Thanks for your input.
My idea of file coordination was that it would allow processes to make "atomic" changes to files and folders so that they are left in a consistent state to other processes that use file coordination as well.
Yes, that's generally what it's goal is, particularly with it's broader role in file versioning and syncing. However, the problem of your particular situation is:
-
File coordination is inherently "opt in", so it only helps if the writing app (which you don't control) chooses to implement it.
-
It looks like you want to operate in the "general case", meaning you're expecting to work with whatever directories the user specifies and with whatever apps/files they happen to be using.
Those to factors mean you simply cannot rely on file coordination. You can certainly choose to implement it and there are definitely case where it may be helpful, but you still need to figure out a solution that works for all of the other case where the writing process doesn't implement file coordination.
Unzipping seemed like an ideal fit to me, regardless how long it takes
No, this is not what file coordination is "for". It is NOT acceptable for an app to block inside a file coordination call for an "extended" period of time. File coordination calls are intended to be very brief (<~1s) "low level" I/O calls, not a tool for blocking long running operations. The problem with doing this:
(after all, the user should be aware that an unzip operation is in progress and shouldn't worry about other scan operations containing the zip archive apparently hanging for the duration of the unzip operation).
...is that you're basically setting up a "trap" for other apps running on the system. Apps expect file coordination calls to block for very limited duration and now those calls will end up blocking for far longer than they were ever expecting.
Note that this means that correctly using file coordination for large operations is more complicated than simply calling coordinate(writingItemAt:) and writing whatever you want. In practice, that means that large operations should generally be implemented using some variation of this approach:
-
The app uses NSFileManager.url(for:in:appropriateFor:create:) to establish a private location on the same volume as the final destination.
-
The app writes whatever it needs to write out to that location.
-
The app starts a coordinated write, then uses NSFileManager.replaceItemAt(_:withItemAt:backupItemName:options:) to safely replace the existing file with it's new objects.

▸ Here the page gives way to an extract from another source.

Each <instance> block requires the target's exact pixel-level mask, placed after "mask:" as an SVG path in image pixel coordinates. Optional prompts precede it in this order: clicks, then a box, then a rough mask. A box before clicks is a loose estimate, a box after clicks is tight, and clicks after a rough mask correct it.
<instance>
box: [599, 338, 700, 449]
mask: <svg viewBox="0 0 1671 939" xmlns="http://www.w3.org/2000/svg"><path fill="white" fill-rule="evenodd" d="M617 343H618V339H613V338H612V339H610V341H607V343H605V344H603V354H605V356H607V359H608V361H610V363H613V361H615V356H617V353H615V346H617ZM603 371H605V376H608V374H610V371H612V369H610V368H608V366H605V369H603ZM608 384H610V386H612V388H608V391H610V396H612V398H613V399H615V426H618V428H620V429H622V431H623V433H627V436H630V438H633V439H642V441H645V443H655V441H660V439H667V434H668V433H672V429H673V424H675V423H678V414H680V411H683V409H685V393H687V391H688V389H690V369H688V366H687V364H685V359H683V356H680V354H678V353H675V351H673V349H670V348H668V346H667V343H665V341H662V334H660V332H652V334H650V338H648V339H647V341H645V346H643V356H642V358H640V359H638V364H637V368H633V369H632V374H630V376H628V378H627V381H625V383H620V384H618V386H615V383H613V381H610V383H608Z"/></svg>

FYI, this same issue can also apply when reading data. Particularly on APFS (where file cloning makes file duplication extraordinarily fast), an app doing bulk copying might be better off using a coordinated read to create a "private" copy on the same volume, then using that private copy as the source for it's copy operation.
That leads to here:
If file coordination isn't the answer and the unzipped files are not
meant to be accessed before the unzip operation has completed, perhaps
it would make sense for unzip to write the temporary files to a
standard temporary folder and then move them to the final location
only at the end.
I won't try and provide a full/specific justification but here are two specific issues:
-
This approach has issues outside of AFPS (and HFS+). On AFPS and HFS+, the replace operation in #3 is atomic operation internal to the file system, which means it's both extremely fast and require no meaningful storage. On other file systems, it's going to require copying and will (temporarily) require double the total storage.
-
For some operations (copying and unzip included), there can be value in ensuring that whatever data the operation produces is accessible, even if the full operation never completes. This could be done by recovering data out of the temporary location, but the most straightforward solution is to just write directly to the final target.
As I mentioned, I'm not trying to avoid permission errors in general, but only those caused by temporary operations such as unzipping. My app keeps syncing, sends a notification when an error happens and allows the user to see the list of errors, but the user isn't forced to do anything for the app to keep syncing. But even if the user is aware that the errors are caused by the unzip operation, they would have to go through the list of errors (which could be quite long) to make sure that they haven't overseen an unrelated error. What I could do mitigate this is to mark an error as "solved" if a successive sync of the same file is successful.
The other thing I would add here is that simply heuristics can add significant value. For example:
...so if "foo" is set to "420" and in the same directory as "foo.zip", then there is a decent chance that this is an in-progress unzip operation. Not guaranteed of course, but the way I would think about this is that your goal here is to better manage work and present what's actually going on, not "perfection". Related to that point, going back to here:
sends a notification when an error happens and allows the user to see the list of errors,
Unless you've gone out of your way (at significant performance cost) to impose a specific file ordering, the order you process files in isn't going to be meaningful to the user. On HFS+, the catalog ordering behavior makes bulk iteration roughly alphabetical, but on most other file systems (particularly APFS) the order is going to look basically arbitrary/random. That's important here because it means there isn't really any reason your app HAS to tell the user about any particular issue at the moment you encounter it- you could just defer that location/file to later processing and silently keep going.
Now, there's obviously a balancing act there (you don't necessarily want your app to dump all of it's errors at the very end), but it can certainly be another tool you use to improve the overall experience.
__
Kevin Elliott
DTS Engineer, CoreOS/Hardware